EUV lithography is widely perceived to be the obvious choice to replace DUV lithography due to the shorter wavelength(s) used. However, there’s a devil in the details, or a catch if you will.
Electrons have the last word
The resist exposure is completed by the release of electrons following the absorption of the EUV photon. Photoelectrons initially released by EUV absorption are expected to be ~ 80 eV, and release energy by further ionization, producing secondary electrons . The photoelectrons and secondary electrons can lose energy by plasmon generation as well . Electrons with energies as low as 1.2 eV can still expose resists . Dissociative electron attachment (DEA) can also occur at very low energies . Consequently, the image is affected by the “blur” resulting from the spread of these electrons. An example is shown below in Figure 1. Even a few nm blur or a few nm blur difference can degrade the sub-20 nm image’s sensitivity to dose variations.

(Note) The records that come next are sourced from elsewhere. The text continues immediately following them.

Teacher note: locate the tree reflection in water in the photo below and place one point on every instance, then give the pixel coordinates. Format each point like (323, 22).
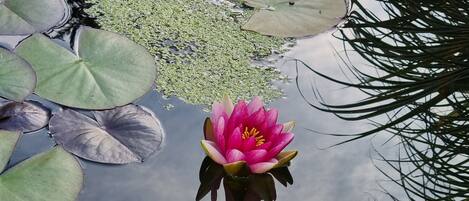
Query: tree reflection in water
(420, 51)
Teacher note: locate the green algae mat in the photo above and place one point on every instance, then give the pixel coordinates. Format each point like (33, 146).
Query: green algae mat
(201, 50)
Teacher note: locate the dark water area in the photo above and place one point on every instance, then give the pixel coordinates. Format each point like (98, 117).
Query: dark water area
(351, 171)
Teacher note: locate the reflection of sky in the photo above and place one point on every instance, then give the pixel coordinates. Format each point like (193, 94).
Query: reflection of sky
(341, 173)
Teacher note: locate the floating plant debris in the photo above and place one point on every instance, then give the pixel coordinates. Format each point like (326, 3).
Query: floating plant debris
(287, 18)
(201, 50)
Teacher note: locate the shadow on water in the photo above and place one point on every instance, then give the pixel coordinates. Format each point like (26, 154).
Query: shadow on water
(419, 55)
(242, 187)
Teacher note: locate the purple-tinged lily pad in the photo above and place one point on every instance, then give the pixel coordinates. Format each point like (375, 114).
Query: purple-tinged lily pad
(27, 116)
(117, 136)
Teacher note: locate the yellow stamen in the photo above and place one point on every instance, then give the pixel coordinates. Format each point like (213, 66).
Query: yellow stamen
(260, 140)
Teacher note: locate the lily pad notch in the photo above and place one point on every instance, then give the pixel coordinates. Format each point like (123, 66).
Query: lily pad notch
(294, 18)
(27, 116)
(118, 136)
(110, 69)
(24, 17)
(17, 77)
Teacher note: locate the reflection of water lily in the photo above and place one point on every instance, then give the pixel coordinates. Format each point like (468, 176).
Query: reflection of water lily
(247, 134)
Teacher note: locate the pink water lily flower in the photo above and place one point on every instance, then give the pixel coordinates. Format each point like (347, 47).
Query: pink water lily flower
(247, 134)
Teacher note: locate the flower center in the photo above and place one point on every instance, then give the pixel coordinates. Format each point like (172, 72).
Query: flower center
(253, 133)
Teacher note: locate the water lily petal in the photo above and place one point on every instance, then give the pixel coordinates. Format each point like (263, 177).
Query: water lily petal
(228, 104)
(255, 104)
(273, 132)
(255, 156)
(285, 157)
(208, 130)
(271, 117)
(265, 146)
(280, 143)
(211, 150)
(235, 155)
(237, 116)
(262, 167)
(256, 119)
(288, 127)
(219, 134)
(235, 140)
(249, 144)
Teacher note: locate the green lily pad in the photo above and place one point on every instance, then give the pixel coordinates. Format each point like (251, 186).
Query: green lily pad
(294, 18)
(24, 17)
(54, 175)
(8, 142)
(17, 78)
(105, 71)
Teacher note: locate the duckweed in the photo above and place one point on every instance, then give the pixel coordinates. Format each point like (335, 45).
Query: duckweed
(201, 50)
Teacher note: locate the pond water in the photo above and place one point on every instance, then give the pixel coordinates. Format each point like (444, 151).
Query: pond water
(320, 172)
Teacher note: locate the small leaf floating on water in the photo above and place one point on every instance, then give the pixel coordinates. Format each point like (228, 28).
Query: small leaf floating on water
(118, 136)
(54, 175)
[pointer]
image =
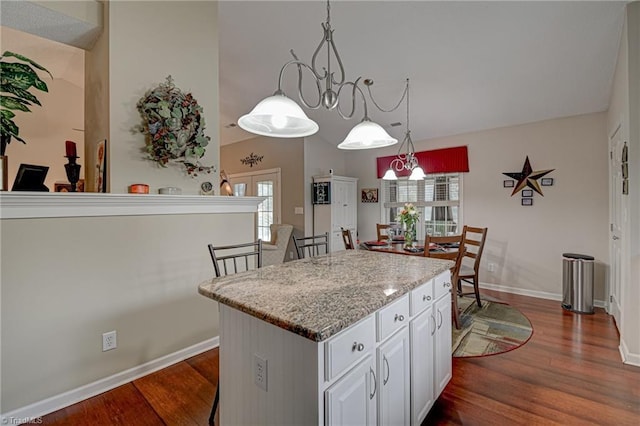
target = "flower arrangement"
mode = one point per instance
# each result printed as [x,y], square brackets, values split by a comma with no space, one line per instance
[174,128]
[409,217]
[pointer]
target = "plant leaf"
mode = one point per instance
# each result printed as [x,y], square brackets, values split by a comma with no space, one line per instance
[14,103]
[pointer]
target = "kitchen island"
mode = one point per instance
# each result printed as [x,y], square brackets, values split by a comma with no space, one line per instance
[353,337]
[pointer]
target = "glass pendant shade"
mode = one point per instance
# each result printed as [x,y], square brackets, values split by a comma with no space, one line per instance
[278,116]
[390,175]
[365,135]
[417,174]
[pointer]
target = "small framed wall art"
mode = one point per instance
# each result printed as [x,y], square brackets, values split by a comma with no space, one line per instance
[369,195]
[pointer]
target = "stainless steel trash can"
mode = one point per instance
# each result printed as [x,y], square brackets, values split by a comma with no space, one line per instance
[577,282]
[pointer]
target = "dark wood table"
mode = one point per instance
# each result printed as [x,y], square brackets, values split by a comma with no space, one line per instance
[397,247]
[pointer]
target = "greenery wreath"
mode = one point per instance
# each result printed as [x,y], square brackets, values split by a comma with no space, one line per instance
[174,128]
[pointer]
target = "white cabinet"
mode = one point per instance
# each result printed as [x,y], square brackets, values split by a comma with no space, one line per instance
[443,369]
[422,331]
[352,400]
[393,378]
[341,210]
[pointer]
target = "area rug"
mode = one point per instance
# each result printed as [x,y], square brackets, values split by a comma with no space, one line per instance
[493,329]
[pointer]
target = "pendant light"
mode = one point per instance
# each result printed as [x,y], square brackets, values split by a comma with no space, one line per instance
[280,116]
[408,160]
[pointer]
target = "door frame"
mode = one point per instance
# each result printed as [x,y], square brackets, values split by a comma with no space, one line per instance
[617,137]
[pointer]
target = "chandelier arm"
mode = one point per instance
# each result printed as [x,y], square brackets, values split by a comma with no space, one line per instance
[353,100]
[300,65]
[369,83]
[315,55]
[335,52]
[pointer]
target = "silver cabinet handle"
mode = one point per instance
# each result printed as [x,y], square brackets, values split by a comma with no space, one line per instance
[384,358]
[375,384]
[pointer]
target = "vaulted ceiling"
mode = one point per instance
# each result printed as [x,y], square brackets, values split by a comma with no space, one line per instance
[472,65]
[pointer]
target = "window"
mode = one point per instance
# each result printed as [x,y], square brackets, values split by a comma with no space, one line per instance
[438,198]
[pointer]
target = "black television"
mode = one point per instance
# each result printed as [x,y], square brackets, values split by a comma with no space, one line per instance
[30,178]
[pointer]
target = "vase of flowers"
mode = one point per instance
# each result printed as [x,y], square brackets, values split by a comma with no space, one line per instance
[409,217]
[174,128]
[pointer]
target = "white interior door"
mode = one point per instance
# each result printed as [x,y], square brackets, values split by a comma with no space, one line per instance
[618,218]
[263,183]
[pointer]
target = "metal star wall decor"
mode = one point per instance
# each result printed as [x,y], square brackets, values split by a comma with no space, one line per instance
[528,178]
[251,159]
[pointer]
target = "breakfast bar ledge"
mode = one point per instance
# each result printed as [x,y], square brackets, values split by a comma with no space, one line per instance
[326,340]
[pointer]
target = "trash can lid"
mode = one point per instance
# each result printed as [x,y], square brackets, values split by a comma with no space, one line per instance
[578,256]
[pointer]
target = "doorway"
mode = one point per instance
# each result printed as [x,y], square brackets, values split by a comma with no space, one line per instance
[262,183]
[618,225]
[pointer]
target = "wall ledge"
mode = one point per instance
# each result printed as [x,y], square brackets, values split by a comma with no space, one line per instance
[31,205]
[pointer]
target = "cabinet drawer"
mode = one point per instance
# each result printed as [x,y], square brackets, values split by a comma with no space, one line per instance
[421,297]
[392,317]
[348,347]
[442,284]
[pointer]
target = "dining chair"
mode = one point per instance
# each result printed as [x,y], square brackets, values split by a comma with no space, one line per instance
[312,245]
[473,239]
[451,248]
[382,230]
[227,260]
[346,239]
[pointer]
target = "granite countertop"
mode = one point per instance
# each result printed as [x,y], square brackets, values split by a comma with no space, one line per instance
[319,296]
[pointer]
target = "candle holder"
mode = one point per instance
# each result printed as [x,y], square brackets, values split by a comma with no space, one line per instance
[73,171]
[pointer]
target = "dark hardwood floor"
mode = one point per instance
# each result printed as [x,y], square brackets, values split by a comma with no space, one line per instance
[569,373]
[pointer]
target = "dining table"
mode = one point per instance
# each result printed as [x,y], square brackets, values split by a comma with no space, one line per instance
[397,247]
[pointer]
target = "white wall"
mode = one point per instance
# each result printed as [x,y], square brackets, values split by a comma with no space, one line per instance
[147,42]
[66,281]
[526,243]
[625,109]
[45,129]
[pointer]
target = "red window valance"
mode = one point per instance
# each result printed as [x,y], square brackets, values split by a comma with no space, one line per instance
[446,160]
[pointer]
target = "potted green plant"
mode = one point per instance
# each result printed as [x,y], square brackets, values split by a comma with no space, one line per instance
[16,79]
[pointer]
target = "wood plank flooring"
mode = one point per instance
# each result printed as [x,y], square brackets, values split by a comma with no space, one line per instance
[569,373]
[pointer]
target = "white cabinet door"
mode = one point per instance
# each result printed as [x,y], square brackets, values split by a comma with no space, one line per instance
[422,334]
[393,378]
[352,400]
[442,342]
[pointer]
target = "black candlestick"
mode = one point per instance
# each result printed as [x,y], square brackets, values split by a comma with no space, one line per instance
[73,172]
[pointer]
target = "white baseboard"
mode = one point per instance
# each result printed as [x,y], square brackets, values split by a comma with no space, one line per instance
[54,403]
[533,293]
[627,357]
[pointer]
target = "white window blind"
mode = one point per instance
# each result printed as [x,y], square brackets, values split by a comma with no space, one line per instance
[437,197]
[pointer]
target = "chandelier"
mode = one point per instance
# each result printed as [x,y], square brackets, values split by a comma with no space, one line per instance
[280,116]
[408,160]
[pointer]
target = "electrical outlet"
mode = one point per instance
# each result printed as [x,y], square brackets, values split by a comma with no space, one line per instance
[260,372]
[109,341]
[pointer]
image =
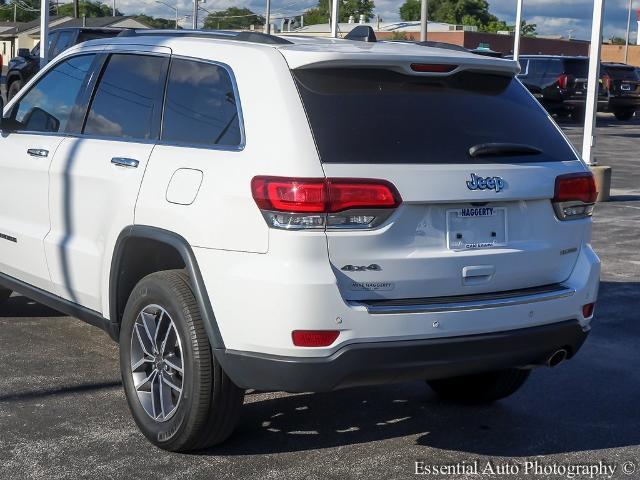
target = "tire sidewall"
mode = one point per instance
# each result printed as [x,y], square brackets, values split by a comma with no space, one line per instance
[149,292]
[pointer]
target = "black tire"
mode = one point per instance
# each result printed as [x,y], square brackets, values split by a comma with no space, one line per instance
[14,88]
[624,115]
[210,403]
[480,388]
[4,295]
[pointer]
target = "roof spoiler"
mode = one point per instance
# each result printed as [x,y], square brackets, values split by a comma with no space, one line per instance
[362,33]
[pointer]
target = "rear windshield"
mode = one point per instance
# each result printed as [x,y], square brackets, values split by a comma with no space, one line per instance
[380,116]
[622,73]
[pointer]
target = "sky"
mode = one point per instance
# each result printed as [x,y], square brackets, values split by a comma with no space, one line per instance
[553,17]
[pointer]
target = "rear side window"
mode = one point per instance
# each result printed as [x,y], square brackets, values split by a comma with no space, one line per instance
[622,73]
[201,106]
[128,98]
[381,116]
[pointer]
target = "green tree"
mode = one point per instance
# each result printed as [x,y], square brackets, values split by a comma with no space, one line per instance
[410,10]
[232,18]
[156,22]
[320,13]
[88,8]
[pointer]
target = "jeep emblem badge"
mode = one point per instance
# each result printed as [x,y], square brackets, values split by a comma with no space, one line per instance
[485,183]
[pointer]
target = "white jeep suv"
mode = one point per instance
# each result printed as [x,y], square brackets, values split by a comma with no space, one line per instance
[243,211]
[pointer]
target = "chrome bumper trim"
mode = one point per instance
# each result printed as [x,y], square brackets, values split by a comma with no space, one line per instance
[455,304]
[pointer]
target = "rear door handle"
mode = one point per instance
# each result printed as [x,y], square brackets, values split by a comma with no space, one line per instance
[125,162]
[38,152]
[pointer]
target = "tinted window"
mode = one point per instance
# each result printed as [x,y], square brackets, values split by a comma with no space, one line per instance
[200,106]
[622,73]
[380,116]
[128,99]
[578,68]
[65,38]
[47,106]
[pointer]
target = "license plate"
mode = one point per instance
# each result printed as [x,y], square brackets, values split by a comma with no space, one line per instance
[476,227]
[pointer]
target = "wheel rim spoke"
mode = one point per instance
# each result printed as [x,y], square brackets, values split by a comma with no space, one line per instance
[174,362]
[156,363]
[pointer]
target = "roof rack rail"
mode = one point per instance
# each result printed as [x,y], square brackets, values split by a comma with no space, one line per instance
[362,33]
[245,36]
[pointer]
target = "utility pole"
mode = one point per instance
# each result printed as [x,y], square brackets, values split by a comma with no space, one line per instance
[267,19]
[44,32]
[516,40]
[589,140]
[334,18]
[424,15]
[626,43]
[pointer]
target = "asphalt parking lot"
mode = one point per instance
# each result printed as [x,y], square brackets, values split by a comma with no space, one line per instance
[63,413]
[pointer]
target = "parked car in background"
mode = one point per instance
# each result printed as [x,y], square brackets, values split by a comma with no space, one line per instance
[27,63]
[559,83]
[622,83]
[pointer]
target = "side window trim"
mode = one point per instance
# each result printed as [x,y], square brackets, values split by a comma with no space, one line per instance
[157,118]
[236,93]
[79,116]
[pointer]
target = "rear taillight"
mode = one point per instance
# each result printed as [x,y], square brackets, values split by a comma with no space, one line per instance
[587,310]
[575,194]
[314,338]
[433,67]
[332,203]
[563,81]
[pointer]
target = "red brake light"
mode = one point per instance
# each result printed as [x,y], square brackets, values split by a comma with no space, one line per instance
[587,310]
[432,67]
[563,81]
[313,195]
[575,187]
[314,338]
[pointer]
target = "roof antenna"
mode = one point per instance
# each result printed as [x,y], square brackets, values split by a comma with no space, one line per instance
[362,33]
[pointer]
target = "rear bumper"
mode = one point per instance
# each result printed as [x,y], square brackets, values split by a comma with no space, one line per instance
[397,361]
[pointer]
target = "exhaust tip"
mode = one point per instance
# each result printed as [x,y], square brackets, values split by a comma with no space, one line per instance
[557,358]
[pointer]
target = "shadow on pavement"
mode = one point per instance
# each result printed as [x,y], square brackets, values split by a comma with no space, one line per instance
[39,394]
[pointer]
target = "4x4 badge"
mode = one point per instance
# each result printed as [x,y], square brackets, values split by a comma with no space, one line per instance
[485,183]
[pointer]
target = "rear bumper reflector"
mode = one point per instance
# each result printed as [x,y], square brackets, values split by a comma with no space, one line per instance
[467,302]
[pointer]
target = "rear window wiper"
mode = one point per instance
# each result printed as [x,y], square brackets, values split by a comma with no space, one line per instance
[502,150]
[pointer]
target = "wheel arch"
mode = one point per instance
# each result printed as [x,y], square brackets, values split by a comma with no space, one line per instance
[141,250]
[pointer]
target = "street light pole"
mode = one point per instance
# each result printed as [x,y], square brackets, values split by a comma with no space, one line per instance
[424,15]
[591,109]
[44,32]
[516,40]
[195,14]
[626,43]
[267,19]
[334,18]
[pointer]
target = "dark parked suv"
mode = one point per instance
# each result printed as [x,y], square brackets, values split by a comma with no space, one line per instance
[623,86]
[27,63]
[559,83]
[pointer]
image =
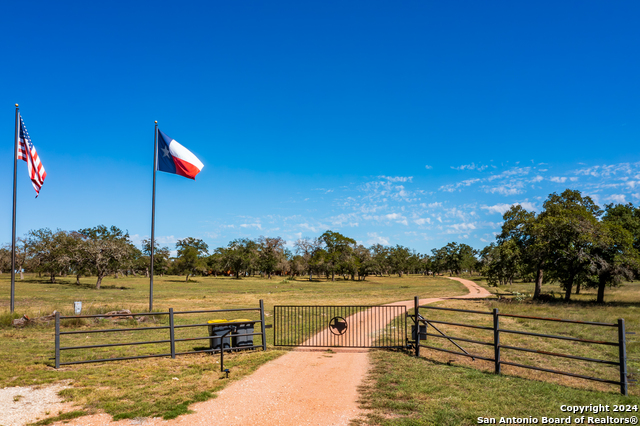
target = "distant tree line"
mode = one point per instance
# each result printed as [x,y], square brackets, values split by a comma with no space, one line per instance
[101,251]
[572,241]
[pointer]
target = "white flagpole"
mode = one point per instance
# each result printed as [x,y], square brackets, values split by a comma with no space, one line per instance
[13,223]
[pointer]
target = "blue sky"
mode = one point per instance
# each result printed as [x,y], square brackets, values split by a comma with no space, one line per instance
[413,123]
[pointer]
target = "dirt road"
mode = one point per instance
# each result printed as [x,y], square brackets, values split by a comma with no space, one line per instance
[303,387]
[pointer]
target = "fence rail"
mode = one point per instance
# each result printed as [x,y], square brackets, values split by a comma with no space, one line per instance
[357,326]
[497,331]
[171,340]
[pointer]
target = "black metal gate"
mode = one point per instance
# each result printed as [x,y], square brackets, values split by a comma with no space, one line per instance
[340,326]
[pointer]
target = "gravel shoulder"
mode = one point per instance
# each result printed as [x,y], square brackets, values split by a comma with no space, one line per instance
[302,387]
[21,405]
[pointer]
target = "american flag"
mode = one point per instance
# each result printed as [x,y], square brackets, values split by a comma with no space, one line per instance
[27,152]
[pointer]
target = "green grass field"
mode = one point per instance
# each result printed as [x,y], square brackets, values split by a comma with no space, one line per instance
[445,389]
[438,388]
[162,386]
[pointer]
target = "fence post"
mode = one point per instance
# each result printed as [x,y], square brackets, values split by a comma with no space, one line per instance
[172,336]
[416,307]
[57,339]
[496,340]
[622,350]
[262,326]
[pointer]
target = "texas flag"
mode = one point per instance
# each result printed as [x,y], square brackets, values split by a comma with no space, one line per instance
[175,158]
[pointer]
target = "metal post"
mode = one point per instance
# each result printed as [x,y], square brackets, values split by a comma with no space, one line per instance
[13,222]
[416,307]
[171,334]
[496,340]
[57,339]
[262,325]
[153,212]
[231,330]
[622,350]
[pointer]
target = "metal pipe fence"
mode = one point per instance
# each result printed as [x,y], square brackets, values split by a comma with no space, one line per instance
[171,341]
[357,326]
[419,318]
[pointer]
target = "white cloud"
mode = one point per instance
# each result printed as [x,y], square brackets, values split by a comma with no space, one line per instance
[617,198]
[452,187]
[498,208]
[471,166]
[397,178]
[512,188]
[377,239]
[503,207]
[558,179]
[251,225]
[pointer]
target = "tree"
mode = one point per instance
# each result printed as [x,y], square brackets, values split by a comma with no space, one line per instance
[568,226]
[380,258]
[615,258]
[240,255]
[337,247]
[271,253]
[466,258]
[500,262]
[5,259]
[399,259]
[306,248]
[191,254]
[104,249]
[51,250]
[161,257]
[523,230]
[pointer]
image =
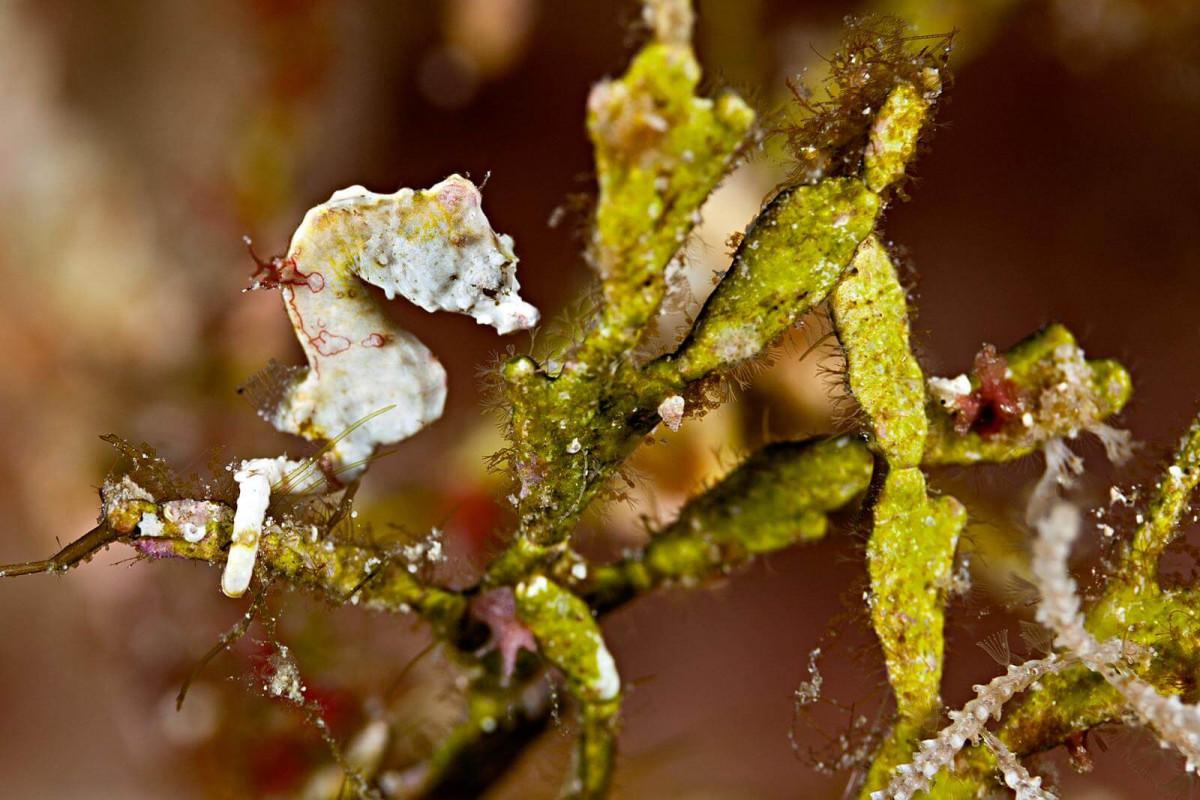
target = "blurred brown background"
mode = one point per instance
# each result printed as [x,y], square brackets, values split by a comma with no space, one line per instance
[139,140]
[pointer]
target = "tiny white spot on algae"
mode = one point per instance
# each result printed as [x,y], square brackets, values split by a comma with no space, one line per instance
[671,411]
[948,390]
[150,524]
[607,684]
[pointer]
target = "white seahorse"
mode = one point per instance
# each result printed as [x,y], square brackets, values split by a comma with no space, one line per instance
[370,383]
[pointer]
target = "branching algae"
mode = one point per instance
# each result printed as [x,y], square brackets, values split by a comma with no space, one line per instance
[574,417]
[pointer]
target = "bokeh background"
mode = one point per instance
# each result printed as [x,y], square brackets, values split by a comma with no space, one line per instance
[141,140]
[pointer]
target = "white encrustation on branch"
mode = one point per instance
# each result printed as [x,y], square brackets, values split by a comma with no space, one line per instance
[370,383]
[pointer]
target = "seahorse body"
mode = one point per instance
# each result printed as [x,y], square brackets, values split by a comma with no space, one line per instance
[432,246]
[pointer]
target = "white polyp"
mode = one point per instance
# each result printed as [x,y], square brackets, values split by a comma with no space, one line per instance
[255,481]
[948,390]
[607,678]
[671,411]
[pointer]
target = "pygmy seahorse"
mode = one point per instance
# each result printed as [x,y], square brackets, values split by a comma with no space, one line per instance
[370,383]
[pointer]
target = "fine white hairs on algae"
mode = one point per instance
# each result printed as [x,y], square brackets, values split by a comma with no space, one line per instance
[1176,723]
[1066,407]
[369,383]
[967,725]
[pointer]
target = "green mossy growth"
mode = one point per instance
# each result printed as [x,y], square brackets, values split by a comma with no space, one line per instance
[789,260]
[870,311]
[777,498]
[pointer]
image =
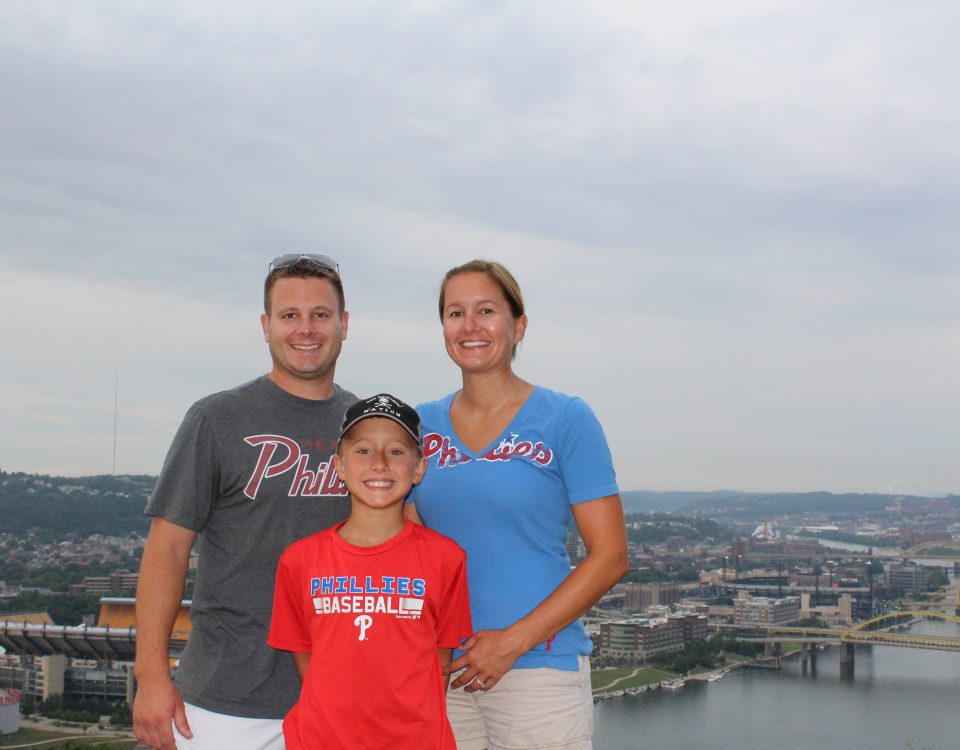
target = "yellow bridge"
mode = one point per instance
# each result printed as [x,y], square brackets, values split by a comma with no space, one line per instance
[867,632]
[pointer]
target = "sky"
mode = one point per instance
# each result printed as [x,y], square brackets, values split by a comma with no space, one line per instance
[735,224]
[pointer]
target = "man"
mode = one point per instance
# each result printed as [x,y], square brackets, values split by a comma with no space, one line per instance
[249,471]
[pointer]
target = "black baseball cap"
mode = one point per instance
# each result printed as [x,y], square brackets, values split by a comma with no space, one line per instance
[386,406]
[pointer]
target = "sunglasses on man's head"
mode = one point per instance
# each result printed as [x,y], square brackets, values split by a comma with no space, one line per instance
[291,259]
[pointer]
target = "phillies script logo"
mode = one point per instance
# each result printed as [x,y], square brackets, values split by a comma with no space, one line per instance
[435,444]
[279,455]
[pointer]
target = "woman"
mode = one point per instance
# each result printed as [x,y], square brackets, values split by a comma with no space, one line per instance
[509,464]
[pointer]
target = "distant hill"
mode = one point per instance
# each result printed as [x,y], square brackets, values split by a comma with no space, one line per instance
[52,507]
[732,504]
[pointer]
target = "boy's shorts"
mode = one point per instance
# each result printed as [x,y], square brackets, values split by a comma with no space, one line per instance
[213,731]
[526,709]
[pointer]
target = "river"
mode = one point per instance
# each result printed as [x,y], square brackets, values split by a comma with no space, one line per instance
[897,698]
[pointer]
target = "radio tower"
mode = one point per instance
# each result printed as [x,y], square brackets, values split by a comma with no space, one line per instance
[116,390]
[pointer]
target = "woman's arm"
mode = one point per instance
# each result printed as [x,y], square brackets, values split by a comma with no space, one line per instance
[302,661]
[446,654]
[493,652]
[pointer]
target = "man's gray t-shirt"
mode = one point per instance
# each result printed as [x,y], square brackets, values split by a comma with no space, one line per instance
[250,471]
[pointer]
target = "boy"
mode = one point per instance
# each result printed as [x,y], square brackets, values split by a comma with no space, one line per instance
[372,607]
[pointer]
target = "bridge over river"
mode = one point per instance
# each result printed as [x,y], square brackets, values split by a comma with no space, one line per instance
[878,631]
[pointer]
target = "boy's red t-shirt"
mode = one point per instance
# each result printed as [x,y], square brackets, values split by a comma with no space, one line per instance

Figure 1. Secondary electron blur is modeled as a Gaussian function involved with the original non-blurred image, fitted with a Gaussian as well .
How far can the electrons travel?
A simple Monte Carlo simulation demonstrates that a fairly wide spread of electron paths is possible even with a low mean free path. In Figure 2, four simulation runs are shown, each representing 30 collisions of an electron, where the electron travels 1 nm in a random direction between collisions (including mostly elastic (no energy lost or gained) and inelastic low energy (<0.1 eV) transfers with phonons ), is shown to lead in some cases to travel distances approaching 10 nm. The “r” result is the net distance (regardless of direction) from the original starting point, treated here as (0, 0, 0) , i.e., r=sqrt(x^2+y^2+z^2).
The distribution of distances is shown in Figure 3. The mean final travel distance was 5.1 nm with a standard deviation of 2.25 nm, while the mean max distance was 6.5 nm with a standard deviation of 1.5 nm. Even with a limited sampling (N=20), the distribution of travel distances covers a fairly wide range of nanometers.
Figure 2. Simulations of electrons going through 30 collisions, mostly elastic, the remaining assumed to be low energy transfers to phonons .
Figure 3. Distribution of final and maximum travel distances after 20 simulation runs using the conditions of Figure 2.
Increasing or decreasing the travel distance between collisions will naturally increase or decrease the net travel distance as well. The inter-collision distance of 1 nm is comparable to the step size used in other recent related work [7, 8]. Measurements of resist loss from low energy electrons are also in excess of 1 nm [3, 4]. Of course, more collisions accumulated will lead to a wider range of travel distances as well. Another possibility to consider is net positive charge at the starting position, which might slow down further migration by Coulomb force attraction. Recent work, however, suggests this could be negligible .
For a fully rigorous and complete EUV resist model, in addition to the aerial (photon-only) image input, we need to have the accurate representation of low energy electron blur. These simulation runs hint that it is somewhat oversimplified to have a fixed electron blur value. It is more prudent to consider a range of blur values. This is better for giving the process variation (PV) bands.
Appendix (Technical Note):
Simulations are run on an Excel sheet. Starting point (0, 0, 0). Random spherical coordinate system angle theta (0 to 180 deg) and phi (0 to 360 deg) selected using RANDBETWEEN function, while jump step is fixed (1 nm for this article). Jump = (jump step * sin(theta) * cos(phi), jump step * sin(theta) * sin(phi), jump step * cos(theta)). This is iterated 30 times for the runs in this article.
 J. Torok et al., “Secondary Electrons in EUV Lithography,” J. Photopolym. Sci. and Tech. 26, 625 (2013).
 G. Denbeaux et al., “The role of secondary electrons in EUV resist,” EUVL Workshop 2014.
 I. Bespalov et al., “Key Role of Very Low Energy Electrons in Tin-Based Molecular Resists for Extreme Ultraviolet Nanolithography,” ACS Appl. Mater. Interfaces 12, 9881 (2020).
 B. Sun, “Low-energy electron-induced chemistry of PMMA,” Master of Science thesis, July 2014.
 B. Ziaja, R. A. London, and J. Hajdu, “Ionization by Impact Electrons in Solids: Electron Mean Free Path Fitted Over a Wide Energy Range,” J. Appl. Phys. 99, 033514 (2006).
 H. Fukuda, “Localized and cascading secondary electron generation as causes of stochastic defects in extreme ultraviolet projection lithography,” J. Micro/Nanolith. MEMS MOEMS 18(1), 013503 (2019).
 L. Wiseheart et al., “Energy deposition and charging in EUV lithography: Monte Carlo studies,” Proc. SPIE 9776, 97762O (2016).